Pelibatan stakeholder secara khusus dalam pembahasan RANPERDA hampir tidak ada, pembahasan RANPERDA hanya dilakukan oleh Pansus bersama Bagian Hukum dan SKPD yang terkait, sehingga penggalian informasi dari stakeholder sangat minim. Nanti pada tahun 2007 di revisi Tatib DPRD mengakomodir keterlibatan masyarakat atau stakeholder dalam pembahasan RANPERDA. Pada Bab X tentang pembentukan RANPERDA, pada pembicaraan tingkat ketiga pembahasan dalam rapat komisi atau gabungan komisi atau pansus bersama dengan kepala daerah atau pejabat yang ditunjuk juga melibatkan stakeholder. Namun sejak tatib ini disahkan, pelibatan masyarakat belum juga dilaksanakan pada saat pembahasan RANPERDA.

Kecuali PERDA 10 tahun 2005 tentang Transparansi dan Partisipasi, pelibatan stakeholder yaitu para pokja yang diinisiasi oleh Bank Dunia pada saat penyusunan di eksekutif masih terus dilibatkan di pembahasan di DPRD.

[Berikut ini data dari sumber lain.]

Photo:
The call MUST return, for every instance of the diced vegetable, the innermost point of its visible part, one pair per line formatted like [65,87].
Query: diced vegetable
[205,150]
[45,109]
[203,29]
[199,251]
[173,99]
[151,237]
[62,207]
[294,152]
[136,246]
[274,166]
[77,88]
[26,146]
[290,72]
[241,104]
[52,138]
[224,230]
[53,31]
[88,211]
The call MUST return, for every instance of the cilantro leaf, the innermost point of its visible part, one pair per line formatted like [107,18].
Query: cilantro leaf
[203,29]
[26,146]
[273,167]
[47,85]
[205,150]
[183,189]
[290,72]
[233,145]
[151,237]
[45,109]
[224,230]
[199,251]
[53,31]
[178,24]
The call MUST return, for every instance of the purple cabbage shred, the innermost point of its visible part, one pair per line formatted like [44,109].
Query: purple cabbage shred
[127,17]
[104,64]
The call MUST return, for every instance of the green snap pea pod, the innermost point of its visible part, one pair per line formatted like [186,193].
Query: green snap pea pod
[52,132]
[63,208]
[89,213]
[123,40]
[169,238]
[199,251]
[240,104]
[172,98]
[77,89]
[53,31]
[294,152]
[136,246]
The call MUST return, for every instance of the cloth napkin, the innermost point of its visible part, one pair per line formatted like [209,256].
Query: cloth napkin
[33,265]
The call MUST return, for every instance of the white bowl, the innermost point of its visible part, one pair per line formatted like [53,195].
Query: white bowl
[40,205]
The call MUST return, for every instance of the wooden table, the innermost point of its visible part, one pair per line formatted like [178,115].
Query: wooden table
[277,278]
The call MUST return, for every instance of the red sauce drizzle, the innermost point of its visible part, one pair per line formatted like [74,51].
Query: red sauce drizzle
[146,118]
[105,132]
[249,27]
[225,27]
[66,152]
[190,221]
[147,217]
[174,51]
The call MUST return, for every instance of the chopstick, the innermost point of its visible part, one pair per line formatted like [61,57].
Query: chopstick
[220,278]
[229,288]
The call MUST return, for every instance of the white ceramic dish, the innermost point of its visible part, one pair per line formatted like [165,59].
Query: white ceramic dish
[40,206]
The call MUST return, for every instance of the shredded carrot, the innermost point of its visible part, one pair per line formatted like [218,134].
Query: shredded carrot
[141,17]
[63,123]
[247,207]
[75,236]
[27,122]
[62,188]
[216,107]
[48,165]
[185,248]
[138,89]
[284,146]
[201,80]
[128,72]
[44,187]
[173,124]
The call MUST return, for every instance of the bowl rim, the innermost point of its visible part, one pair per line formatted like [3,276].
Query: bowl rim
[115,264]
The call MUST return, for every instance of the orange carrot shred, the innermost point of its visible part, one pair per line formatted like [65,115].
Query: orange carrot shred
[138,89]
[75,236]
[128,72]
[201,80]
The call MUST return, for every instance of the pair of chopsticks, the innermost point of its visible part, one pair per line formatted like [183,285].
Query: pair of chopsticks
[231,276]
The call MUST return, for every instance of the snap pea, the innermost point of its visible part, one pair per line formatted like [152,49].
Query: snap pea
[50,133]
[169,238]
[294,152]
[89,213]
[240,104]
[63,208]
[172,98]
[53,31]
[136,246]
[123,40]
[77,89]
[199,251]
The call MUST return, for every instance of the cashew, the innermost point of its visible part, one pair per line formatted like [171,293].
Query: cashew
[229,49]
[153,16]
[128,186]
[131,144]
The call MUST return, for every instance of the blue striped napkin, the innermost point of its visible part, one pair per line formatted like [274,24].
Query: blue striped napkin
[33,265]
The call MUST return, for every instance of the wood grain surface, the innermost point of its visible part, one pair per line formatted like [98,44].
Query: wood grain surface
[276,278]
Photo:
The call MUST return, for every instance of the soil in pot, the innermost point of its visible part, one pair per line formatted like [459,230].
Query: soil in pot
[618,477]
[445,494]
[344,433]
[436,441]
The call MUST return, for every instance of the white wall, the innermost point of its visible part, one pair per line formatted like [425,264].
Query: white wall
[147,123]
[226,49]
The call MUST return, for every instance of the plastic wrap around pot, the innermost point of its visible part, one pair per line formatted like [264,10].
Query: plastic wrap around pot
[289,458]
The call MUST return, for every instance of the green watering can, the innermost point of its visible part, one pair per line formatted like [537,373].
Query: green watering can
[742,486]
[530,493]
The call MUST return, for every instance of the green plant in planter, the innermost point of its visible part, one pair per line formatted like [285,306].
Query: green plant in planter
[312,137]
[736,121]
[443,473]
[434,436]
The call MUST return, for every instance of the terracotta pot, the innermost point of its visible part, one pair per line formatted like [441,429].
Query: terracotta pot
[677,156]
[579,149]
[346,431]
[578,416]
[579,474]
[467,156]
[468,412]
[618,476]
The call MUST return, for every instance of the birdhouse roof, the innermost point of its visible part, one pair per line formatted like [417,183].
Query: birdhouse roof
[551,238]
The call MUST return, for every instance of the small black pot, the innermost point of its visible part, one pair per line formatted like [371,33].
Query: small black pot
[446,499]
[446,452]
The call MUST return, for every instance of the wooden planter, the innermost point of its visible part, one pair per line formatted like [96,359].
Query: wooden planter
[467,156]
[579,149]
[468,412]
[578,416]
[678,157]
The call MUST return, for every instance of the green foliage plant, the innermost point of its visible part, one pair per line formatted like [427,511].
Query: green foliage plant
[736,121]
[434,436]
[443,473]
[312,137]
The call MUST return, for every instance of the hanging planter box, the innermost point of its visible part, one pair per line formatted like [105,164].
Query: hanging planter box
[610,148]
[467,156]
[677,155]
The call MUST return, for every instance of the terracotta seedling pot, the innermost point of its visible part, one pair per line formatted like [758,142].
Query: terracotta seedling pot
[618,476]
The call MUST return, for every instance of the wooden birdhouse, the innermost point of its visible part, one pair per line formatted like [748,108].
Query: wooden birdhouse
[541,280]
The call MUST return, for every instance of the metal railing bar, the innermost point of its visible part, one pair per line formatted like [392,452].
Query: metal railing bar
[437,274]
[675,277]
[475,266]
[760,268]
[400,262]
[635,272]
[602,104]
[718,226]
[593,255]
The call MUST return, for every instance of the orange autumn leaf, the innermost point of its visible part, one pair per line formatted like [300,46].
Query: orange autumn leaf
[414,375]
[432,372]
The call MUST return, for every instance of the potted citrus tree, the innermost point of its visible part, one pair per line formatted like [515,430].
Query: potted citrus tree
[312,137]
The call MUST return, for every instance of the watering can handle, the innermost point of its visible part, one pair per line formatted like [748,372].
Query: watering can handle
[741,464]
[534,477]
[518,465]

Kelompok rentan yang terlibat

Tidak ada pelibatan kelompok rentan dalam pembahasan RANPERDA. Karena biasanya dalam pembahasan tidak ada iniasitif dari eksektutif maupun DPRD mengundang kelompok rentang yang terkait RANPERDA tersebut untuk mempertanyakan, apakah PERDA tersebut tidak merugikan atau mengorbankan kelompok masyarakat tertentu. Jangankan kelompok rentan, stakeholder atau para pemangku kepentingan saja tidak diundang. Ataukah memang sampai saat ini belum ada PERDA yang dilahirkan yang membicarakan atau mengatur secara khusus kelompok rentang tersebut.

bersambung ....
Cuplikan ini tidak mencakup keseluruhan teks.